It has to do with the way that vaccine developers use chicken eggs as incubators for growing a given season's influenza virus, a practice that in and of itself is controversial due to the fact that using chicken embryos in vaccines has been linked to causing egg allergies.
For at least the past 70 years, vaccine manufacturers have been injecting influenza viruses into chicken eggs in order to allow them time to replicate. After this replication is complete, the fluid is drained from the eggs and the virus is extracted – the eggs themselves functioning as an artificial growth environment where flu viruses flourish.
But according to the findings of this new study study, which were published in the open-access journal PLOS Pathogens, chicken eggs actually end up disrupting the major antibody target sites on the surfaces of flu viruses, causing them to become less effective later on when they're injected into human bodies.
"Now we can explain – at an atomic level – why egg-based vaccine production is causing problems," stated TSRI Research Associate Nicholas Wu, Ph.D., one of the study's lead authors. [emphasis added]
To keep up with the latest news on vaccines as we approach so-called "flu season," be sure to visit and bookmark Influenza.news.
For the study, Wu and his colleagues tested the progression of the H3N2 flu virus as it incubated in chicken eggs. H3N2, after all, is one of several influenza subtypes that has become more prevalent and virulent, which is why it typically ends up in flu vaccines year after year.
Using a high-resolution imaging technique known as X-ray crystallography to take a closer look at H3N2, the team found that a key protein in the virus changes so much during chicken egg incubation that it no longer functions as a match in humans. In fact, the end result is that bird cells rather than human cells end up becoming a better fit.
This mutation is described in the study as L194P, which occurs in H3N2's hemagglutinin glycoprotein, also known as HA. It is said to completely disrupt the region of the protein that the human immune system can recognize, rendering it completely ineffective in all practical terms.
In order for a flu vaccine (or any other vaccine, for that matter) to be considered effective, it has to actively trigger an immune response inside the body that results in the creation of antibodies to fight off the real thing. But the H3N2 mutation that results from conventional incubation procedures during vaccine production leave the virus impotent, so to speak.

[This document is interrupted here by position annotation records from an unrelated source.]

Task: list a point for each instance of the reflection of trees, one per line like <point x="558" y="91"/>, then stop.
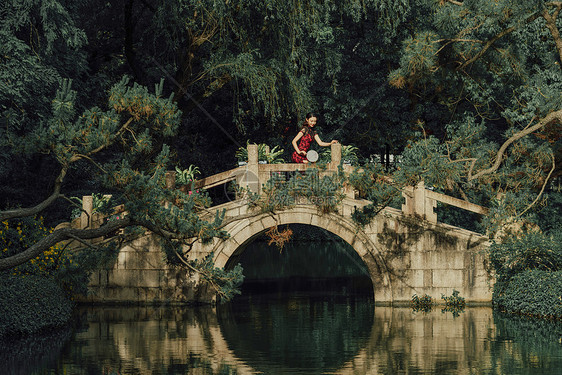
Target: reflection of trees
<point x="275" y="336"/>
<point x="304" y="335"/>
<point x="150" y="340"/>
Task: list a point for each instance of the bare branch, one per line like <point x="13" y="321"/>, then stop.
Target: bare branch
<point x="31" y="211"/>
<point x="542" y="189"/>
<point x="62" y="235"/>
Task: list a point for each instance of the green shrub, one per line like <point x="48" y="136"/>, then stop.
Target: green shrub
<point x="534" y="293"/>
<point x="453" y="303"/>
<point x="453" y="300"/>
<point x="531" y="251"/>
<point x="423" y="303"/>
<point x="31" y="304"/>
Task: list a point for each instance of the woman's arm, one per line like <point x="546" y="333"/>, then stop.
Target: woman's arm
<point x="323" y="144"/>
<point x="295" y="140"/>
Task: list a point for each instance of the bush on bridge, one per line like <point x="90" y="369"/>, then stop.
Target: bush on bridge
<point x="31" y="304"/>
<point x="534" y="293"/>
<point x="528" y="275"/>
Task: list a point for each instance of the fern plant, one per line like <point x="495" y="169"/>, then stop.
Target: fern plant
<point x="185" y="176"/>
<point x="273" y="156"/>
<point x="348" y="155"/>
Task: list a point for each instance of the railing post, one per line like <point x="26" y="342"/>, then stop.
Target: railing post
<point x="87" y="208"/>
<point x="250" y="179"/>
<point x="336" y="155"/>
<point x="418" y="204"/>
<point x="170" y="180"/>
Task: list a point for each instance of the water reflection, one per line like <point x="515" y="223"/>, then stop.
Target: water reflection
<point x="299" y="335"/>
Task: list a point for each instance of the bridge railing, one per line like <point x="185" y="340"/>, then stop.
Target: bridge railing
<point x="418" y="200"/>
<point x="421" y="202"/>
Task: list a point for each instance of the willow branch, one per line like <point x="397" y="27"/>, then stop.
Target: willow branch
<point x="494" y="39"/>
<point x="552" y="27"/>
<point x="542" y="189"/>
<point x="551" y="117"/>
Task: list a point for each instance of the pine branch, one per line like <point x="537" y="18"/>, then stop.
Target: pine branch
<point x="491" y="42"/>
<point x="550" y="118"/>
<point x="552" y="27"/>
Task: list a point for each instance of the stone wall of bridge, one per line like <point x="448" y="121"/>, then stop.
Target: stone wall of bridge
<point x="404" y="256"/>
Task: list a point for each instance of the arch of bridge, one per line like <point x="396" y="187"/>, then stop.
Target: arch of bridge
<point x="245" y="230"/>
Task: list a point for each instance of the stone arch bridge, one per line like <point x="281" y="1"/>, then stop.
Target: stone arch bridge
<point x="406" y="251"/>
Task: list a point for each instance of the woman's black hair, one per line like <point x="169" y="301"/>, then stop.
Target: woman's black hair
<point x="305" y="126"/>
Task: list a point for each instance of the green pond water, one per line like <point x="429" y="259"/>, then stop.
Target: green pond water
<point x="299" y="313"/>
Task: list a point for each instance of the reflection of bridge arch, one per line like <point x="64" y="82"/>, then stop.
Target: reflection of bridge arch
<point x="244" y="230"/>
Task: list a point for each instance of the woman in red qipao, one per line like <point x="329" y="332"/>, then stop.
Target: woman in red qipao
<point x="305" y="137"/>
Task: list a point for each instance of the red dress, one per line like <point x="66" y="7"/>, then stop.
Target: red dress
<point x="304" y="144"/>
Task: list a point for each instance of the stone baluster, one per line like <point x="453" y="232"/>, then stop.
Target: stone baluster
<point x="250" y="178"/>
<point x="336" y="155"/>
<point x="416" y="203"/>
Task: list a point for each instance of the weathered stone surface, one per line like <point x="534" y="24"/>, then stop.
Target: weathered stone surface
<point x="404" y="256"/>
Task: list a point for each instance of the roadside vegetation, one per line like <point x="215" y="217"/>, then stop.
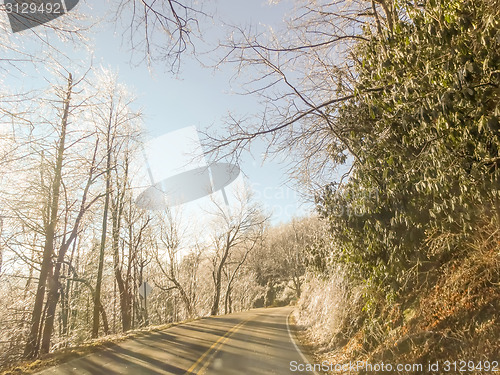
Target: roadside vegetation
<point x="388" y="113"/>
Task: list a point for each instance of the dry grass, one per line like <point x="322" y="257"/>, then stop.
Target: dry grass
<point x="67" y="354"/>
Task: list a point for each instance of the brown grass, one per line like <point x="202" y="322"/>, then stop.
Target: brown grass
<point x="453" y="314"/>
<point x="67" y="354"/>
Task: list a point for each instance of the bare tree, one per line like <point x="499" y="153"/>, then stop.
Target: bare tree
<point x="242" y="227"/>
<point x="114" y="119"/>
<point x="171" y="236"/>
<point x="161" y="30"/>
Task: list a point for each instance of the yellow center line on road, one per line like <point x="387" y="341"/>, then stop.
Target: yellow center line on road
<point x="213" y="349"/>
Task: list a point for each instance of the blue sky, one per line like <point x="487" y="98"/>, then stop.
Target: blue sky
<point x="197" y="96"/>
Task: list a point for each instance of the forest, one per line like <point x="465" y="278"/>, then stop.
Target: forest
<point x="400" y="258"/>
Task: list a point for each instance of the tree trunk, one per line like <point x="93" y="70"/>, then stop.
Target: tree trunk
<point x="97" y="295"/>
<point x="31" y="349"/>
<point x="54" y="280"/>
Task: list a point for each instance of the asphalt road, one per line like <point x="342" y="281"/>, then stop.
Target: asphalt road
<point x="253" y="342"/>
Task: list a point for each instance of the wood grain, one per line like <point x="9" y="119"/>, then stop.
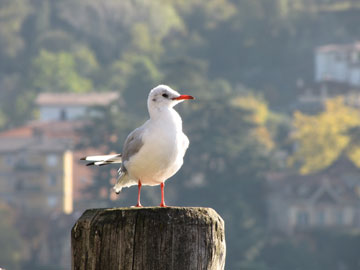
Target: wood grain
<point x="171" y="238"/>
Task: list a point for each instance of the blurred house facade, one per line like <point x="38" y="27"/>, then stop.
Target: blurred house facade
<point x="39" y="165"/>
<point x="328" y="199"/>
<point x="336" y="72"/>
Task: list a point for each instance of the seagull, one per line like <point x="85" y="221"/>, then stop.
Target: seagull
<point x="153" y="152"/>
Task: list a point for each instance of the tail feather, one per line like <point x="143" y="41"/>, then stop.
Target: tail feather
<point x="123" y="181"/>
<point x="103" y="159"/>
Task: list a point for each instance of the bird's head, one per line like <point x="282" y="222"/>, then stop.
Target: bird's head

"Any influenza viruses produced in eggs have to adapt to growing in that environment and hence generate mutations to grow better," admitted Ian Wilson, a Hansen Professor of Structural Biology at TSRI, and the study's lead senior author.
Adding to this, his colleague Wu urged vaccine producers "to look at this mutation" and work on a solution. He and his colleagues stated that other methods of producing vaccines that will make them more effective "are now being used and explored."
"There's a huge need for flu vaccine research," Wu is quoted as saying.
The ineffectiveness of flu vaccines is nothing new, of course. Natural News has been sounding the alarm about flu vaccine fraud for years, noting further that people take a huge risk every time they agree to have their bodies injected with flu shots, which besides ineffective viruses often contain mercury (Thimerosal), aluminum, and various other toxic adjuvant additives.